I’ve been doing the Weekly
Challenges. The
latest
involved Cartesian coordinates and a light sequence modification.
(Note that this ends today.)
Task 1: Straight Line
You are given a list of co-ordinates.
Write a script to find out if the given points make a straight line.
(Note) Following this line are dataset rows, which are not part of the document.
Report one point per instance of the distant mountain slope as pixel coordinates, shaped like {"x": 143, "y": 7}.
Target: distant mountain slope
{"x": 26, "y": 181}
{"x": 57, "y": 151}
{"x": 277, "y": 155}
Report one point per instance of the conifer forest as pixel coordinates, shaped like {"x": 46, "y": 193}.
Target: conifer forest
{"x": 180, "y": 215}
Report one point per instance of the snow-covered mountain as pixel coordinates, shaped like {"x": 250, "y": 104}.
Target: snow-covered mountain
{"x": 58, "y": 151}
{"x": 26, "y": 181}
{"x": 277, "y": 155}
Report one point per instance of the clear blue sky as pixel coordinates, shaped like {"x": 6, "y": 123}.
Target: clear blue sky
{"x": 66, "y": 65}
With the usual provisos about floating point errors… this is much
easier in a language in which a pair of numbers can be a hash element.
Crystal:
def straightline(a)
The order doesn't matter, but b
is a list of the unique points.
b = a.to_set.to_a
Two unique points (or fewer, as in example 4) count as being in a
straight line.
if b.size < 3
return true
end
Build line equations: x = p + qn
, y = r + sn
, from the (arbitrary)
first two points.
p = b[0][0]
q = b[1][0] - b[0][0]
r = b[0][1]
s = b[1][1] - b[0][1]
Now check each of the other points:
b[2, b.size].each do |tpair|
If q
is zero, x
must be a constant, so just check that it equals
the base value.
if q == 0.0 && tpair[0] != b[0][0]
return false
end
Similarly with s
and y
.
if s == 0.0 && tpair[1] != b[0][1]
return false
end
Otherwise, use the equations above to solve for n
with the given x
and y
. If the two values are not equal, the point does not lie on
the line.
if q != 0.0 && s != 0.0
n1 = (tpair[0] - p) / q
n2 = (tpair[1] - r) / s
if n1 != n2
return false
end
end
end
true
end
Languages with non-hashable arrays need a bit more fiddle in the
preamble; as in Python, where each point is checked against the
preceding ones. (Yes, I know Python specifically has a way of fiddling
this. I couldn't be bothered to look it up, and I had to write the
algorithm for other languages anyway.) The first line of the above is
replaced by this:
def straightline(a):
Start with an empty list.
b = []
Look at each point. Assume we'll use it.
for xy in a:
u = True
Check each point we already have.
for bxy in b:
If both coordinates match, it's a duplicate, so flag it as not for
use.
if xy[0] == bxy[0] and xy[1] == bxy[1]:
u = False
break
If it's still flagged for use, append it to the list.
if u:
b.append(xy)
Task 2: Duplicate Zeros
You are given an array of integers.
Write a script to duplicate each occurrence of zero, shifting the
remaining elements to the right. The elements beyond the length of
the original array are not written.
Very straightforward: copy the list, append zeroes, stop when you have
enough. Lots of length testing. Perl:
sub duplicatezeros($a) {
my @b;
foreach my $n (@{$a}) {
push @b, $n;
if ($#{$a} ==$#b) {
last;
}
if ($n == 0) {
push @b, 0;
if ($#{$a} ==$#b) {
last;
}
}
}
\@b;
}
But I did rather like the PostScript approach.
/duplicatezeros {
Take the input list's length, and leave it at the bottom of the stack.
dup length exch
Start building an array.
[ exch
Iterate over the input values.
{
Drop the value on the stack, then add another zero if it was zero.
dup 0 eq {
0
} if
} forall
]
Now we need to trim this array for output; that's why we kept the
input length. Arrange the parameters into order and fire off the
getinterval
built-in, which is a sub-array copier.
exch 0 exch getinterval
} bind def
Full code on
github.